A win for holdouts: Appeals court sides with Biscayne 21 condo owners in battle with Two Roads tied to redevelopment

A win for holdouts: Appeals court sides with Biscayne 21 condo owners in battle with Two Roads tied to redevelopment


Two Roads Development was dealt a major blow in its legal battle over a condo buyout in Miami’s Edgewater, where the company plans an Edition Residences luxury condo project. 

The Third District Court of Appeal issued an opinion in response to Two Roads’ request for a rehearing, siding with the eight holdout unit owners who have been fighting the buyout of their condo building, Biscayne 21, for years. 

The litigation has put the developer on hold for well over a year, likely creating uncertainty among existing and potential buyers at the planned Edition. Developers have been waiting for the Third DCA to rule on the issue, which could affect future buyouts. 

It’s unknown how Two Roads plans to move forward beyond requesting the Florida Supreme Court hear the case. The appeals court’s latest opinion gives the holdout owners leverage. 

“We’re very optimistic that even if the question were to get to the Supreme Court, based on how it’s framed, there’s no way TRD Biscayne [Two Roads] is going to get any of the relief they’re seeking,” said attorney Glen Waldman, who represents the holdout condo owners.  

In 2022, Two Roads paid about $150 million for the majority of units at Biscayne 21, a bayfront 13-story, 192-unit building at 2121 North Bayshore Drive in Miami. It was built in 1964. Later in 2022, Two Roads launched sales of the first of three planned towers, a 55-story, 185-unit tower, with unit prices starting at $1.7 million. 

In 2023, holdout owners Angelica Avila, Nicolas Bello, Maria Beatriz Gutierrez, Franah Vazir-Marino, Robert H. Murphy, George Garcia, and two couples, Lazaro Fraga and Jacqueline S. Fraga, and Jeffrey Ulman and Shari Ulman sued the developer and the developer-controlled association.
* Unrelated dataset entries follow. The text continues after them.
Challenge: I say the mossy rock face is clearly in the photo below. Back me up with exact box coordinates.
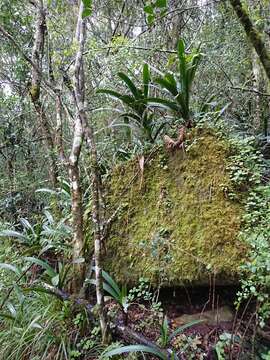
[105,130,246,286]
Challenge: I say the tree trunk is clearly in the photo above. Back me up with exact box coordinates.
[230,0,270,80]
[29,0,59,188]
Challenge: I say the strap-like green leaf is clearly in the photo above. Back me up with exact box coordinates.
[156,77,178,96]
[117,72,142,100]
[102,270,121,294]
[24,256,57,278]
[102,345,167,360]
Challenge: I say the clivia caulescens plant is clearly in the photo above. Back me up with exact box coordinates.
[97,39,202,146]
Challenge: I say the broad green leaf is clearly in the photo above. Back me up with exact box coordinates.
[103,345,167,360]
[0,230,29,242]
[169,320,204,342]
[147,97,179,112]
[117,72,142,100]
[82,8,92,19]
[102,270,121,294]
[51,274,59,286]
[0,263,22,276]
[24,256,57,278]
[143,5,154,15]
[147,15,155,25]
[156,78,178,96]
[155,0,167,8]
[6,302,17,319]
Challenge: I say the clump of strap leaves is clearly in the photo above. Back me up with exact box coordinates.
[97,39,203,149]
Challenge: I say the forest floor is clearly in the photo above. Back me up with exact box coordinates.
[104,287,268,360]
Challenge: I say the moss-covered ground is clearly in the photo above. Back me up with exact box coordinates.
[105,129,246,286]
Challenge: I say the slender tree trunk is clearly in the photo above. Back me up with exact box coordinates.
[251,49,264,133]
[29,0,59,188]
[230,0,270,80]
[74,2,108,343]
[68,4,85,293]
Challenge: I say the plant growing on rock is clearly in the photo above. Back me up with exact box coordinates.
[97,64,164,143]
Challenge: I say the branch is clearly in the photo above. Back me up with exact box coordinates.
[230,86,270,97]
[0,24,55,92]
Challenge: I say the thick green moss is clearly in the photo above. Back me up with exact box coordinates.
[105,130,246,285]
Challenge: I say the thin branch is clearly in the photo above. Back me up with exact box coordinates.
[230,86,270,97]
They alleged that the developer-controlled condo association illegally amended the condo declaration to lower the requirement for a condo termination to 80 percent of owners, from 100 percent. A condo termination is required to eventually redevelop the site. 

In March 2024, the Third DCA reversed a lower court decision that had denied the holdout owners a temporary injunction. The lower court had determined that amending the termination requirement did not “alter” the voting rights of the unit owners. The Third DCA disagreed with this, and said that amending the vote threshold did alter the unit owners’ voting rights. 
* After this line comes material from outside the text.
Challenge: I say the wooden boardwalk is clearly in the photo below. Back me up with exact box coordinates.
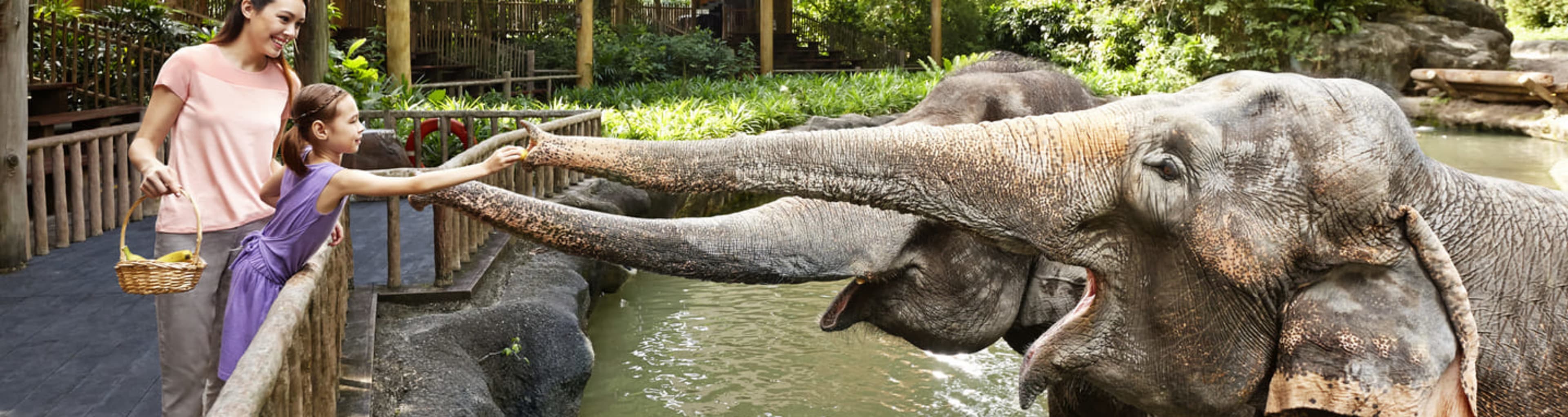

Shortly after the Third DCA issued the March 2024 opinion, the developer requested a rehearing or rehearing en banc, the latter of which would require all judges in the Third District to hear the case. Two Roads also vowed to take the issue to Florida’s Supreme Court, which it still plans to do, according to a statement it provided to The Real Deal on Thursday. 
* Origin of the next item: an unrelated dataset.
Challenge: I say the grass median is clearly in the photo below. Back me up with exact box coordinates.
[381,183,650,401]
Since last year, both sides have been in limbo, waiting for the Third DCA to rule on a rehearing. The developer has been on the hook for mounting interest, in the millions of dollars, on loans tied to the 2022 bulk purchase, filings show. The firm also wrangled the support of the most powerful people in the industry. Last April, the Pérez family’s Related Group teamed up with the Defortuna family’s Fortune International and the Dezers’ Dezer Development to submit a brief requesting that the court reverse its opinion. 

Two Roads said in its statement that it is disappointed that it took the court so long to rule. 

“The delay has only compounded the uncertainty created by the initial ruling,” said Taylor Collins, Two Roads’ managing partner and co-founder, in the statement.

Thursday’s opinion officially denies the developer’s motion for rehearing and revises its previous opinion. The Third DCA found that Biscayne 21’s original condo declaration gave each unit owner an effective veto over any termination, which means that the developer-controlled association’s vote amending the declaration is invalid. 

“The trial court erred in determining that the declaration permitted amendment of the voting threshold from unanimity to an 80% vote share by a simple majority vote,” the opinion states. 

The Third DCA also gets into the issue of Kaufman language, which refers to the phrase “as amended from time to time.” That phrase is used to bring condo declarations up to current state law. In its latest opinion, the court found that the developer misapplied the Kaufman language. 

Developers have said the previous ruling and this latest opinion would set a detrimental precedent and put a hamper on condo buyouts. 

Collins, in his statement, said “the initial decision has already caused billions of dollars in disruption and damage to the real estate industry across Florida.” 

But condo buyouts have continued to occur. Experts say the ruling could affect potential buyouts and terminations of condo associations that have similar condo declarations.